Aunque el cementerio es un espacio en uso constante, un espacio “vivo” y en permanente renovación, no podemos renunciar a ese patrimonio destruyendo lo en él atesorado desde que en 1820 el concejo trujillano eligiera el enclave de la antigua iglesia de San Andrés como lugar de enterramiento de los difuntos de la ciudad. Debería existir un registro de lo que necesariamente ha de perderse, fotografiarse lo que deberá desaparecer y conservar lo que cultural, social y artísticamente forma parte del patrimonio común de la ciudad, de nuestra memoria colectiva.
En 1950, las fiestas en honor de la Virgen de la Victoria se celebraron en octubre. Como ya acordó el ayuntamiento el año anterior, y a propuesta de la Hermandad de la Virgen de la Victoria, el tercer domingo de ese mes (y no el último como en los años anteriores, por estar cerca de la festividad de Todos los Santos y Difuntos), los trujillanos prepararon sus fiestas y del día 7 al 15 asistieron a la novena en honor a su patrona, que tuvo como predicador al padre Benito Castilla, misionero del Corazón de María.
El sábado 14 hubo gigantes y cabezudos, que salieron tras el “disparo de un trueno de aviso”, alegre repique de campanas y disparo de mortero.

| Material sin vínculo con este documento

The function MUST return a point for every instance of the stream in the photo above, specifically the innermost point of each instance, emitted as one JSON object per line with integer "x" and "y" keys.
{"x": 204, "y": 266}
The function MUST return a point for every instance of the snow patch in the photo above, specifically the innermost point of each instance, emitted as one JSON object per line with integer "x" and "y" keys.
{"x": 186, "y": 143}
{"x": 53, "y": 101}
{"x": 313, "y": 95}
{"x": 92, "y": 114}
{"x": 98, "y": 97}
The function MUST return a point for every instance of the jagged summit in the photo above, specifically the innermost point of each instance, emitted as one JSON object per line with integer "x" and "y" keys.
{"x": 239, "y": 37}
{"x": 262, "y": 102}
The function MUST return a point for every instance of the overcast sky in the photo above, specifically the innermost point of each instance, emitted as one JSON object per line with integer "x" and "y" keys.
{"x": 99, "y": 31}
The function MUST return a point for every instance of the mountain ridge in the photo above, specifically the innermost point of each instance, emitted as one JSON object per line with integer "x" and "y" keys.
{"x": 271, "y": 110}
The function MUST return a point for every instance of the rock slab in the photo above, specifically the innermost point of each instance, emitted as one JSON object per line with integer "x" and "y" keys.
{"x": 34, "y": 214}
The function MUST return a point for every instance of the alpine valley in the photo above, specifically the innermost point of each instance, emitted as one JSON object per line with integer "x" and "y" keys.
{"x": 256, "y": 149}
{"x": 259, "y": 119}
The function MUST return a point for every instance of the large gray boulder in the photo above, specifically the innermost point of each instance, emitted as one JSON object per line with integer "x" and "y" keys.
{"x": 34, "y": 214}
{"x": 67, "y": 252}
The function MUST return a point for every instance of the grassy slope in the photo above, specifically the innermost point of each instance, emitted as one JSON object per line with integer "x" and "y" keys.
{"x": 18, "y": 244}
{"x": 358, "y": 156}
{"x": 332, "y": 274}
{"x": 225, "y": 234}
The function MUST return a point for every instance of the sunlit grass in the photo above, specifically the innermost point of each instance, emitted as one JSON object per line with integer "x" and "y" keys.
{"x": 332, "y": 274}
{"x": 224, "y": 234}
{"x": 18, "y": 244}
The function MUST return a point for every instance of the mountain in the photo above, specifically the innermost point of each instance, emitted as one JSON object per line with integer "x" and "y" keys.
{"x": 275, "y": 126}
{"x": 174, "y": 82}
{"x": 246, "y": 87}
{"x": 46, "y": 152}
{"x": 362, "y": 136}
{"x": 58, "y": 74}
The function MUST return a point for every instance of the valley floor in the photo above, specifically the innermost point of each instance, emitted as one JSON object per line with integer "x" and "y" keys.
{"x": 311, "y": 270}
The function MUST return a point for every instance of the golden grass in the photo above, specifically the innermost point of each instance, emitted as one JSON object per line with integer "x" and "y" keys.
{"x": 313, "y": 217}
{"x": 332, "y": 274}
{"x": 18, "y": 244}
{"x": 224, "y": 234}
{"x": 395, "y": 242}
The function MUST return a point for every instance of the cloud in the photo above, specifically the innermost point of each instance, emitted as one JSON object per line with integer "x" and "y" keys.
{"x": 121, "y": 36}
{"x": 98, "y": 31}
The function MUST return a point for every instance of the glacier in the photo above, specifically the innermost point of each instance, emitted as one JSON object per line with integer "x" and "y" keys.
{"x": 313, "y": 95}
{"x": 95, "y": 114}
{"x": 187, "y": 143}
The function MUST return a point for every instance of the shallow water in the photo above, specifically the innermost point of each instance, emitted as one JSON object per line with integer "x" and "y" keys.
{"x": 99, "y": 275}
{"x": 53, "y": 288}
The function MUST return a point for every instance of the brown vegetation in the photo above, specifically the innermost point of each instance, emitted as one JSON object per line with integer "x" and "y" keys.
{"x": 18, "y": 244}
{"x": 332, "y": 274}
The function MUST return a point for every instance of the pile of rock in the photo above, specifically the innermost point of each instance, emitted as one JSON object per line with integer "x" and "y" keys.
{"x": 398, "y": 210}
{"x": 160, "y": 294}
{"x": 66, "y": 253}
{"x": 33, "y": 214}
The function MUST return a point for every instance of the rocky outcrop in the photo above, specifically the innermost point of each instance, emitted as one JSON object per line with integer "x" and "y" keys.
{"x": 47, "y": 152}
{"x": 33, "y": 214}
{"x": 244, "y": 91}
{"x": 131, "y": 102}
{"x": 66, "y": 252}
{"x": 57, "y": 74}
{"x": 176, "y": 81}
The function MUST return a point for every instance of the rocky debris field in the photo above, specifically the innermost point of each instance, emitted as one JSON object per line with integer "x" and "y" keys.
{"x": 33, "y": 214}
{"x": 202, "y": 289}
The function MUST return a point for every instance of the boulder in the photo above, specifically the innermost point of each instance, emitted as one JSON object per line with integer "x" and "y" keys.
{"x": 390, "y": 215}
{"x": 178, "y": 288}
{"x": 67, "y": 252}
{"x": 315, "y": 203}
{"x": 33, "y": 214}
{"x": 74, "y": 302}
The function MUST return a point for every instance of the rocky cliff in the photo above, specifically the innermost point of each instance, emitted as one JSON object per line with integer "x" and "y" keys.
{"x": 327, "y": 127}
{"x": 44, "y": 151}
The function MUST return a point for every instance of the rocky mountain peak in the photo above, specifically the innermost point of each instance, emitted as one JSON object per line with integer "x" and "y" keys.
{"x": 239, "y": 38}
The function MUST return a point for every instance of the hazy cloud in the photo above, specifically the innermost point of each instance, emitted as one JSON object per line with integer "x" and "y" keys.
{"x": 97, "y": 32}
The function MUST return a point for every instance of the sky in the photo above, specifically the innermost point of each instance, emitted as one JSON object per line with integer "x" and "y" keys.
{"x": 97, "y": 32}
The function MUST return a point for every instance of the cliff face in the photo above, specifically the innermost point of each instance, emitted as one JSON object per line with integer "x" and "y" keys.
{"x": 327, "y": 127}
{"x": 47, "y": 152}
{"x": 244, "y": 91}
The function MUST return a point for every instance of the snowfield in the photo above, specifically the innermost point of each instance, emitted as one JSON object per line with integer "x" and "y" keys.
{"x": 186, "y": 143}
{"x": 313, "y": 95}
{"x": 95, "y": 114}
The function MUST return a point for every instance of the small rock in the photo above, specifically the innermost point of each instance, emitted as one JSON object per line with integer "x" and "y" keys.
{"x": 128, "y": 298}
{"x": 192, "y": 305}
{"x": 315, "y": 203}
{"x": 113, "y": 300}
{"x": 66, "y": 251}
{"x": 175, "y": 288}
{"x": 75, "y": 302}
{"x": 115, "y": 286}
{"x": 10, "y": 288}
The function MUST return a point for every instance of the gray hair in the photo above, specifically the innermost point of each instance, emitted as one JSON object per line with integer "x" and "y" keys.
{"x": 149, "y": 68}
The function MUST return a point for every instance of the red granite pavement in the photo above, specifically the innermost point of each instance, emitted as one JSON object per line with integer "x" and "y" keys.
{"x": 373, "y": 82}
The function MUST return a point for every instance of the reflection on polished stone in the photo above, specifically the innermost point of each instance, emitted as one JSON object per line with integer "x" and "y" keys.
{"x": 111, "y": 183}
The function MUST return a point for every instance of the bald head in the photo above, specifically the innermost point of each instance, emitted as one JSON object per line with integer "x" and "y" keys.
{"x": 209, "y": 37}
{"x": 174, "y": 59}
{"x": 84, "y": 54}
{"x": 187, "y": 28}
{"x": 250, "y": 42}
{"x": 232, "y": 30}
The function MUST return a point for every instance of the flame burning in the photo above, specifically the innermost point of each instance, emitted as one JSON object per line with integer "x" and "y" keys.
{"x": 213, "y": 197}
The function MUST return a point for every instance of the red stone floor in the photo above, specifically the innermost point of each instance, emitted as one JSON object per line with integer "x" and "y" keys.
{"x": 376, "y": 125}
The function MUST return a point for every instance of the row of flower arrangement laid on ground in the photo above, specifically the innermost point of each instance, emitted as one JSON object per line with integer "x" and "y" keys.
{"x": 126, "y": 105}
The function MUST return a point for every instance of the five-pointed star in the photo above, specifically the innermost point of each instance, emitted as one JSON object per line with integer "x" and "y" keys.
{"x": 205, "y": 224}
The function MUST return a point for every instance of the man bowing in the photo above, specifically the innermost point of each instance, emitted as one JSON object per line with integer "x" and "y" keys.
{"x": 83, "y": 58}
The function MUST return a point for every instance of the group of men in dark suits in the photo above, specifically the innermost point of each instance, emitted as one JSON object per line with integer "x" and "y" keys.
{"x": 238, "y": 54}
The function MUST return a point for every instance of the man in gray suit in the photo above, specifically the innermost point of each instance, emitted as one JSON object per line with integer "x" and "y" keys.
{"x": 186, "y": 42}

Por la tarde, en la plaza, los jóvenes disfrutaron de cucañas y al terminar la novena se cantó en la Plaza Mayor el Himno a la Santísima Virgen acompañado por la Banda Municipal.
Luego, como otros años, esa Banda Municipal ofreció un concierto “de bailables” y la noche terminó con una preciosa “Colección de fuego aéreo” que se repetiría (con el concierto) en la noche siguiente, además de la actuación de la “Orquesta Flores”.
El momento más importante fue el domingo con la fiesta solemne a la que acudiría la corporación con “Autoridades, invitados, heraldos, soldados del siglo XV y Banda Municipal” y en la que la Escolanía del Santísimo Sacramento de Madrid puso la nota musical.
Quienes desearon participar en la carrera “Ciclo-Pedestre” con subida al castillo, debieron hacer la inscripción en la ferretería de Antonio Civantos, en la calle Tiendas 2 o en el Bar “La Parra”. El domingo terminó de nuevo con baile y otra bonita colección de “fuego aéreo” y los trujillanos disfrutaron en las capeas del lunes, martes y miércoles.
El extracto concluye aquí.